Песни счастливой зимы
на память себе возьми,
чтоб вспоминать на ходу
звуков их глухоту;
местность, куда, как мышь,
быстрый свой бег стремишь,
как бы там не звалась,
в рифмах их улеглась.
 
 
Так что, вытянув рот,
так ты смотришь вперед,
как глядит в потолок,
глаз пыля, ангелок.
А снаружи — в провал -
снег, белей покрывал
тех, что нас занесли,
но зимы не спасли.
 
 
Значит, это весна.
То-то крови тесна
вена: только что взрежь,
море ринется в брешь.
Так что — виден насквозь
вход в бессмертие врозь,
вызывающий грусть,
но вдвойне: наизусть.
 
 
Песни счастливой зимы
на память себе возьми.
То, что спрятано в них,
не отыщешь в иных.
Здесь, от снега чисты,
воздух секут кусты,
где дрожит средь ветвей
радость жизни твоей.
 
январь 1964, Усть-Нарва

Прощальная ода

1
 
Ночь встает на колени перед лесной стеною.
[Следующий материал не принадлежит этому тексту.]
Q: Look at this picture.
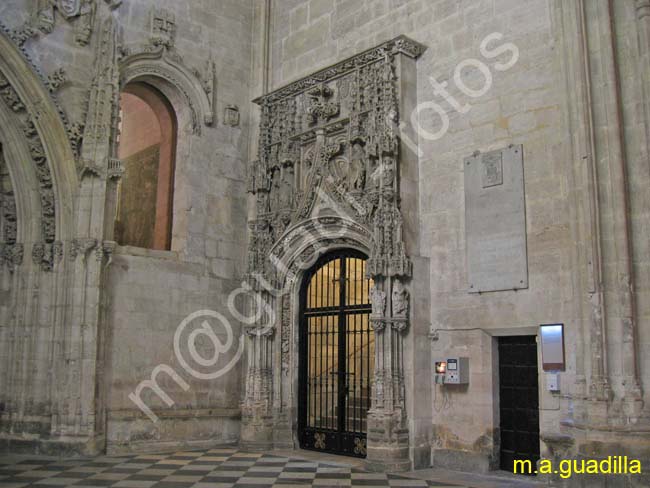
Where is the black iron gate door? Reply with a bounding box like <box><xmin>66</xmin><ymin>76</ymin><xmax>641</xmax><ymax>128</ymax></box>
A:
<box><xmin>499</xmin><ymin>336</ymin><xmax>539</xmax><ymax>472</ymax></box>
<box><xmin>298</xmin><ymin>251</ymin><xmax>375</xmax><ymax>457</ymax></box>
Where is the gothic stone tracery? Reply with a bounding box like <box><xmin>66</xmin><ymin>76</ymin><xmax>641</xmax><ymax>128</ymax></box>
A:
<box><xmin>244</xmin><ymin>37</ymin><xmax>423</xmax><ymax>468</ymax></box>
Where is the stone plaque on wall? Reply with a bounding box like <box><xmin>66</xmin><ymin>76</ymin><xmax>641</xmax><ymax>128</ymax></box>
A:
<box><xmin>463</xmin><ymin>145</ymin><xmax>528</xmax><ymax>293</ymax></box>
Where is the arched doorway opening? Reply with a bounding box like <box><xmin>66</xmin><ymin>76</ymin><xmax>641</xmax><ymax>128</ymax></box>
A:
<box><xmin>298</xmin><ymin>250</ymin><xmax>375</xmax><ymax>457</ymax></box>
<box><xmin>114</xmin><ymin>82</ymin><xmax>177</xmax><ymax>250</ymax></box>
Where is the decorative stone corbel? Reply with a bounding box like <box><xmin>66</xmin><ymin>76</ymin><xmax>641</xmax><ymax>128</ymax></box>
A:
<box><xmin>70</xmin><ymin>237</ymin><xmax>97</xmax><ymax>261</ymax></box>
<box><xmin>47</xmin><ymin>68</ymin><xmax>68</xmax><ymax>93</ymax></box>
<box><xmin>106</xmin><ymin>158</ymin><xmax>124</xmax><ymax>180</ymax></box>
<box><xmin>32</xmin><ymin>241</ymin><xmax>63</xmax><ymax>271</ymax></box>
<box><xmin>223</xmin><ymin>105</ymin><xmax>239</xmax><ymax>127</ymax></box>
<box><xmin>79</xmin><ymin>159</ymin><xmax>103</xmax><ymax>181</ymax></box>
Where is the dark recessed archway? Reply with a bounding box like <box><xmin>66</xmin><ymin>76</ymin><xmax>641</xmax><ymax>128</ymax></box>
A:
<box><xmin>115</xmin><ymin>83</ymin><xmax>177</xmax><ymax>250</ymax></box>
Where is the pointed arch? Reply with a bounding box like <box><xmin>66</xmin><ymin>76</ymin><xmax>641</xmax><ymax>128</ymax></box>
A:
<box><xmin>0</xmin><ymin>28</ymin><xmax>78</xmax><ymax>248</ymax></box>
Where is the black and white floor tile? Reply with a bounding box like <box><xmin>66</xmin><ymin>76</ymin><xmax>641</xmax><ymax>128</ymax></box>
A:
<box><xmin>0</xmin><ymin>449</ymin><xmax>460</xmax><ymax>488</ymax></box>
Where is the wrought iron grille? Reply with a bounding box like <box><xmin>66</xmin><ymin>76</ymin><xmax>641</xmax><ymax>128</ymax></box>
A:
<box><xmin>299</xmin><ymin>251</ymin><xmax>375</xmax><ymax>457</ymax></box>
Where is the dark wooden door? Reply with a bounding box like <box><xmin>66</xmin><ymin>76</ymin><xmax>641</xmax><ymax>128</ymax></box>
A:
<box><xmin>499</xmin><ymin>336</ymin><xmax>539</xmax><ymax>472</ymax></box>
<box><xmin>298</xmin><ymin>251</ymin><xmax>375</xmax><ymax>457</ymax></box>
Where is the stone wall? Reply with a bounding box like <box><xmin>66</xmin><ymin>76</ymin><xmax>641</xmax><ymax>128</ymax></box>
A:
<box><xmin>270</xmin><ymin>0</ymin><xmax>650</xmax><ymax>480</ymax></box>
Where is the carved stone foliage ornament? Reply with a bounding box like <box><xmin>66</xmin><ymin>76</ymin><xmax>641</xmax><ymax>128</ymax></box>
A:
<box><xmin>248</xmin><ymin>37</ymin><xmax>423</xmax><ymax>290</ymax></box>
<box><xmin>119</xmin><ymin>8</ymin><xmax>217</xmax><ymax>135</ymax></box>
<box><xmin>31</xmin><ymin>0</ymin><xmax>97</xmax><ymax>46</ymax></box>
<box><xmin>0</xmin><ymin>69</ymin><xmax>56</xmax><ymax>243</ymax></box>
<box><xmin>151</xmin><ymin>8</ymin><xmax>176</xmax><ymax>48</ymax></box>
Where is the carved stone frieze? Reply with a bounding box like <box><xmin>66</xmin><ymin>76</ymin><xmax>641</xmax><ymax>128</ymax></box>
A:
<box><xmin>0</xmin><ymin>242</ymin><xmax>25</xmax><ymax>271</ymax></box>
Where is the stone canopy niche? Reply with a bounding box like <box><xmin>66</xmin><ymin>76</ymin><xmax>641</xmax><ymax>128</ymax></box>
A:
<box><xmin>242</xmin><ymin>36</ymin><xmax>428</xmax><ymax>469</ymax></box>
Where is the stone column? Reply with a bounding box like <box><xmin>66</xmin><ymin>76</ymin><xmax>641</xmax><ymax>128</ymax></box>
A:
<box><xmin>366</xmin><ymin>278</ymin><xmax>411</xmax><ymax>471</ymax></box>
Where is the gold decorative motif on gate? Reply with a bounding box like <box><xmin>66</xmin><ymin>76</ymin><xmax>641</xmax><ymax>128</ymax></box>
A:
<box><xmin>314</xmin><ymin>432</ymin><xmax>325</xmax><ymax>449</ymax></box>
<box><xmin>354</xmin><ymin>437</ymin><xmax>366</xmax><ymax>456</ymax></box>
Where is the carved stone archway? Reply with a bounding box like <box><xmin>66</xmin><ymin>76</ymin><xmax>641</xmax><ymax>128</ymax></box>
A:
<box><xmin>242</xmin><ymin>37</ymin><xmax>424</xmax><ymax>470</ymax></box>
<box><xmin>0</xmin><ymin>21</ymin><xmax>111</xmax><ymax>453</ymax></box>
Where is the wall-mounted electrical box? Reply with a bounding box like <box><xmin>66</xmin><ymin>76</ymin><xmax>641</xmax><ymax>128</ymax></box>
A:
<box><xmin>546</xmin><ymin>373</ymin><xmax>560</xmax><ymax>392</ymax></box>
<box><xmin>434</xmin><ymin>357</ymin><xmax>469</xmax><ymax>385</ymax></box>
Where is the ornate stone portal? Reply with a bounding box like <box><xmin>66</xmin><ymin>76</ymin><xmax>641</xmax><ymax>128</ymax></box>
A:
<box><xmin>242</xmin><ymin>37</ymin><xmax>424</xmax><ymax>469</ymax></box>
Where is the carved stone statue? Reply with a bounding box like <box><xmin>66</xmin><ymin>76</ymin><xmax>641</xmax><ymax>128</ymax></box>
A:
<box><xmin>269</xmin><ymin>168</ymin><xmax>281</xmax><ymax>212</ymax></box>
<box><xmin>370</xmin><ymin>284</ymin><xmax>386</xmax><ymax>317</ymax></box>
<box><xmin>392</xmin><ymin>280</ymin><xmax>409</xmax><ymax>318</ymax></box>
<box><xmin>349</xmin><ymin>142</ymin><xmax>366</xmax><ymax>190</ymax></box>
<box><xmin>280</xmin><ymin>165</ymin><xmax>294</xmax><ymax>208</ymax></box>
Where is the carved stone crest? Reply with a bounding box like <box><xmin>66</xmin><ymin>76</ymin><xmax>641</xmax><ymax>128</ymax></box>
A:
<box><xmin>56</xmin><ymin>0</ymin><xmax>81</xmax><ymax>19</ymax></box>
<box><xmin>151</xmin><ymin>8</ymin><xmax>176</xmax><ymax>48</ymax></box>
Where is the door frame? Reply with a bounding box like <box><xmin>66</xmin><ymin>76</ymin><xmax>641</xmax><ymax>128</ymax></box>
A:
<box><xmin>492</xmin><ymin>334</ymin><xmax>544</xmax><ymax>470</ymax></box>
<box><xmin>294</xmin><ymin>247</ymin><xmax>374</xmax><ymax>457</ymax></box>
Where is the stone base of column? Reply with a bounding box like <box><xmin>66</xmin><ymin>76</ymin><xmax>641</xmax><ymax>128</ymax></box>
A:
<box><xmin>365</xmin><ymin>410</ymin><xmax>412</xmax><ymax>472</ymax></box>
<box><xmin>239</xmin><ymin>414</ymin><xmax>273</xmax><ymax>451</ymax></box>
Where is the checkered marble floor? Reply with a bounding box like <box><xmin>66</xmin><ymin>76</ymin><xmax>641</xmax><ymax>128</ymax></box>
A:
<box><xmin>0</xmin><ymin>449</ymin><xmax>460</xmax><ymax>488</ymax></box>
Ищет ключи слепые в связке своей несметной.
Птицы твои родные громко кричат надо мною.
Карр! Чивичи-ли, карр! — словно напев посмертный.
Ветер пинает ствол, в темный сапог обутый.
Но, навстречу склонясь, бьется сосна кривая.
Снег, белей покрывал, которыми стан твой кутал,
рушится вниз, меня здесь одного скрывая.
 
2
 
Туча растет вверху. Роща, на зависть рыбе,
вдруг ныряет в нее. Ибо растет отвага.
Бог глядит из небес, словно изба на отшибе:
будто к нему пройти можно по дну оврага.
Вот я весь пред тобой, словно пенек из снега,
горло вытянув вверх — вран, но белес, как аист, -
белым паром дыша, руку подняв для смеха,
имя твое кричу, к хору птиц прибиваюсь.
 
3
 
Где ты! Вернись! Ответь! Где ты. Тебя не видно.
Все сливается в снег и в белизну святую.
Словно ангел — крылом — ты и безумье — слито,
будто в пальцах своих легкий снежок пестую.
Нет! Все тает — тебя здесь не бывало вовсе.
Просто всего лишь снег, мною не сбитый плотно.
Просто здесь образ твой входит к безумью в гости.
И отбегает вспять — память всегда бесплотна.
 
4
 
Где ты! Вернись! Ответь! Боже, зачем скрываешь?
Боже, зачем молчишь? Грешен — молить не смею.
Боже, снегом зачем след ее застилаешь.
Где она — здесь, в лесу? Иль за спиной моею?